Jess Baddams, paramedic, holds a blood sample as she poses for a photograph during an antibody testing program at the Hollymore Ambulance Hub, in Birmingham, England, on Friday, June 5, 2020. Making antibody tests widely available may help Britain lift its lockdown restrictions, because they show who has already had the COVID-19 and might have a degree of immunity from coronavirus. (Simon Dawson/Pool via AP)

Three months ago, humanity was worried about everything but not about a virus called Covid-19, or as it is known socially the Coronavirus.  The events that marked the global agenda 90 days ago were overshadowed after its appearance. 

In one hand, the Americans were beholding the way the former vice-president, Joe Biden, the progressist senator, Bernie Sanders, and the senator for Massachusetts, Elizabeth Warren, from the same left-wing that his collague, were fighting to get the nomination and to face President Trump in the next elections late this year.

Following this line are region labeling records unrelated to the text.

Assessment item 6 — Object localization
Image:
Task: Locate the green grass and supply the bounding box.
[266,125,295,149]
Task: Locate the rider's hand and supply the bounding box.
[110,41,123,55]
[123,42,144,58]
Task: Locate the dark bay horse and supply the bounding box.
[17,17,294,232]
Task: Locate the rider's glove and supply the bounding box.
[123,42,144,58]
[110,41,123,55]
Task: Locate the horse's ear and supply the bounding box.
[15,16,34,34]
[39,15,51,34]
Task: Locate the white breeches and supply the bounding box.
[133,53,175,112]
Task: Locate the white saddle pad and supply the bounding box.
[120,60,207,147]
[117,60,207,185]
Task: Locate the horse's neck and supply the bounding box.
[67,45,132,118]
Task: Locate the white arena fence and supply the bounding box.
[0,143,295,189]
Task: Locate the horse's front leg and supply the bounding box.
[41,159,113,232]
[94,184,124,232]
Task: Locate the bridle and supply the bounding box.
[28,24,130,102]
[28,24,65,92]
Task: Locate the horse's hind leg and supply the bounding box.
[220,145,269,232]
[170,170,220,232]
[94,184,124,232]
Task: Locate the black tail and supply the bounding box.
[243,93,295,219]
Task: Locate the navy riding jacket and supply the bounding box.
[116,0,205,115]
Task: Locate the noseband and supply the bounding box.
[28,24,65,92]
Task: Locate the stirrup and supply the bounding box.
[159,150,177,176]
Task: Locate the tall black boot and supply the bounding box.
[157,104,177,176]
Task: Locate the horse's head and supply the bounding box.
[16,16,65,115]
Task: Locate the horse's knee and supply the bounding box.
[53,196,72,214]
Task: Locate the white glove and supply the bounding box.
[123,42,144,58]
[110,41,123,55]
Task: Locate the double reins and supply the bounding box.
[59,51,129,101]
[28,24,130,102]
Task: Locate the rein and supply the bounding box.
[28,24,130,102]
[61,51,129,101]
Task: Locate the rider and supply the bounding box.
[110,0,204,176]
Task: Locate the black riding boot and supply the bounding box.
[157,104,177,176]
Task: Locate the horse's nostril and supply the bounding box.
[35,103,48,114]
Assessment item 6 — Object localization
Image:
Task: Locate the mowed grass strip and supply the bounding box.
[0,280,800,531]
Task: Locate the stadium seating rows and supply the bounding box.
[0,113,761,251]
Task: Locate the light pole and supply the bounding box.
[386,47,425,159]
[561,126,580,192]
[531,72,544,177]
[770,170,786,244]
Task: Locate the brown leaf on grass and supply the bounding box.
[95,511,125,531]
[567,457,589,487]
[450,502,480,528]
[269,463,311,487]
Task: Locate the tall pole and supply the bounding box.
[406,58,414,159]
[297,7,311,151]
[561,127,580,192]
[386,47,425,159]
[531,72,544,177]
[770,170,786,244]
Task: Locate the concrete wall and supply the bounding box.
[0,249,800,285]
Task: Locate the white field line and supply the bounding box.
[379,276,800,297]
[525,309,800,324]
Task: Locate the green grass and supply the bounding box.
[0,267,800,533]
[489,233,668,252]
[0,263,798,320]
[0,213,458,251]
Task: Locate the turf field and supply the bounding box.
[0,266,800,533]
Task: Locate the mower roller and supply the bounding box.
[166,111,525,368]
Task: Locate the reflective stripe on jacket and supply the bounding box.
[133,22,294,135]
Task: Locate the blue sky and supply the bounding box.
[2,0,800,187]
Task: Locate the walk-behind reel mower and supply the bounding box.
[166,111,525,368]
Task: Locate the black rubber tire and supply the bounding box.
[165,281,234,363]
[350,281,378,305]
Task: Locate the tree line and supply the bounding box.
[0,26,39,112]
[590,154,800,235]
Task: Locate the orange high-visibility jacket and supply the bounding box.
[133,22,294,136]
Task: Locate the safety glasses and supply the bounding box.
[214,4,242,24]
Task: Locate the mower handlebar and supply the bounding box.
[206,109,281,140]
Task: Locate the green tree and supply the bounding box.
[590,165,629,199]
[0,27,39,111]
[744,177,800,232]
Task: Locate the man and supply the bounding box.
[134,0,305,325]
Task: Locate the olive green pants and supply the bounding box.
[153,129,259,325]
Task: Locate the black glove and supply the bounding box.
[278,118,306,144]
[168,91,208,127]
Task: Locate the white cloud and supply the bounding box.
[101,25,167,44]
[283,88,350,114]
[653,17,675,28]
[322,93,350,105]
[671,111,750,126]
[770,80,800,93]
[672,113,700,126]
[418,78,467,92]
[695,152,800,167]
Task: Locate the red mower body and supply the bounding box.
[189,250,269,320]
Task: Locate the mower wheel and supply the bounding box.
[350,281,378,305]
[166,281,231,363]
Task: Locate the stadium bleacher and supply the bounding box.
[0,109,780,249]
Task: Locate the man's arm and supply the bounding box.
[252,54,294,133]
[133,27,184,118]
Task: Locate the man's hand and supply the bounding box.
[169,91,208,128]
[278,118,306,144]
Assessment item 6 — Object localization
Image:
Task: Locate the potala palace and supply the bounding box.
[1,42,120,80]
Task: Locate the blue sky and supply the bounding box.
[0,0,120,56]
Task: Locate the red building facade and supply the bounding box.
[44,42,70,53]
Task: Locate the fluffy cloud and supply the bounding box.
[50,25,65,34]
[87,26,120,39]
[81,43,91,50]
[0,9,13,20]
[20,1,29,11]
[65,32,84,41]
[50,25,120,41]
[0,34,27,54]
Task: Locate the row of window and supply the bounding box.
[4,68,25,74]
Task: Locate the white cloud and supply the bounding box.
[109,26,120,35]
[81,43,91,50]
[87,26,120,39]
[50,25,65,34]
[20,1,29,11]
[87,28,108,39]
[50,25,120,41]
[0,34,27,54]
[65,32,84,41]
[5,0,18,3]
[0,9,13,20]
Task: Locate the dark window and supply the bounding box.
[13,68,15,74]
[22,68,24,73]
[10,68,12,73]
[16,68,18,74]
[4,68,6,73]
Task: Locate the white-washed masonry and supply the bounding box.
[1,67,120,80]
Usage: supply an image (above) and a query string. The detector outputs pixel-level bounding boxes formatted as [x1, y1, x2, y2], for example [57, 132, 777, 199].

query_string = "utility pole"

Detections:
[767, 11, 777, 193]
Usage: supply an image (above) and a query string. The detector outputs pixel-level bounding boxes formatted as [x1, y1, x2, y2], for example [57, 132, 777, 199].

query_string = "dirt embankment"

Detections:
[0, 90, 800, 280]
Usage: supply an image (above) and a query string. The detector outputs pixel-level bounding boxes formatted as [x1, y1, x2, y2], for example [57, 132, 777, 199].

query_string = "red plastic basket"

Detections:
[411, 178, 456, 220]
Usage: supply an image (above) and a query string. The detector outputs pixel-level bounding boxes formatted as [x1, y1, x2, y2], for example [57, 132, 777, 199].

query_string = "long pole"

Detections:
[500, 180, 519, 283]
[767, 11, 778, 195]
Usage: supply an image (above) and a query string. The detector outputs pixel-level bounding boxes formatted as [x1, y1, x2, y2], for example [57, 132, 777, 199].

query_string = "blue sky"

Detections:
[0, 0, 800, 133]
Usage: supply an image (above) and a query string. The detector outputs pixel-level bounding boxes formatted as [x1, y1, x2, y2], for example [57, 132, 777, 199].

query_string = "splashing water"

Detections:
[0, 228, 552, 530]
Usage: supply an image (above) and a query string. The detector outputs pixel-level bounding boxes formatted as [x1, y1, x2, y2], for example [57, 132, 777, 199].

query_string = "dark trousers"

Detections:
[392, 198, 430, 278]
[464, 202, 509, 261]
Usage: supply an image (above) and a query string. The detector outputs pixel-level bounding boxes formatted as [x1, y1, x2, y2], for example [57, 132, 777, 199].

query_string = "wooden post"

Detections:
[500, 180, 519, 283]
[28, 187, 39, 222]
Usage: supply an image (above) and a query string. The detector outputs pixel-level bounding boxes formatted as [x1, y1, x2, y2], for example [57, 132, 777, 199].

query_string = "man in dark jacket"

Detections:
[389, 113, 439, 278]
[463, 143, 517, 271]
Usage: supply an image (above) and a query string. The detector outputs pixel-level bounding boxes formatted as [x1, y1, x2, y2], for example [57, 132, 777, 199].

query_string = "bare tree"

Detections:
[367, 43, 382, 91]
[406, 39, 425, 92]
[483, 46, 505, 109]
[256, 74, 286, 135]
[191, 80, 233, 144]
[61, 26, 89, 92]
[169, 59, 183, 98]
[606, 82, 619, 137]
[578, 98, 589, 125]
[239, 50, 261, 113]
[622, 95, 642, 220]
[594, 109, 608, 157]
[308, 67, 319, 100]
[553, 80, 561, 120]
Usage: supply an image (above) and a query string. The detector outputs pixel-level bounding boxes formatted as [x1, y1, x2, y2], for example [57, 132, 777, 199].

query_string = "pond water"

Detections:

In the other hand, the Europeans were dealing with the divorce between EU and Uk after more than three years of negotiations, and at the same time, they were looking for a new identity by the hand of the new president of the European Commission, Ursula Von der Leyen, to address and reduce the increasing nationalist movements that were threatening get Europe broken in many pieces. At the same time, Middle East was waiting for Netanyahu’s plan to annex the West Bank, waving the anger of all the Muslim countries that surround the Jewish State. And last, but not least, Xi Jinping pursued to bring down the Hong Kong autonomy, including the idea of “one country, two systems”, (which nowadays it was achieved due to the new law that permits to extradite people from the Special Administrative Region to Bejing to stand trial by any action that is against the Government), to take full control of China and to establish the communists, and moreover, to hide and minimize what it was going on in Wuhan.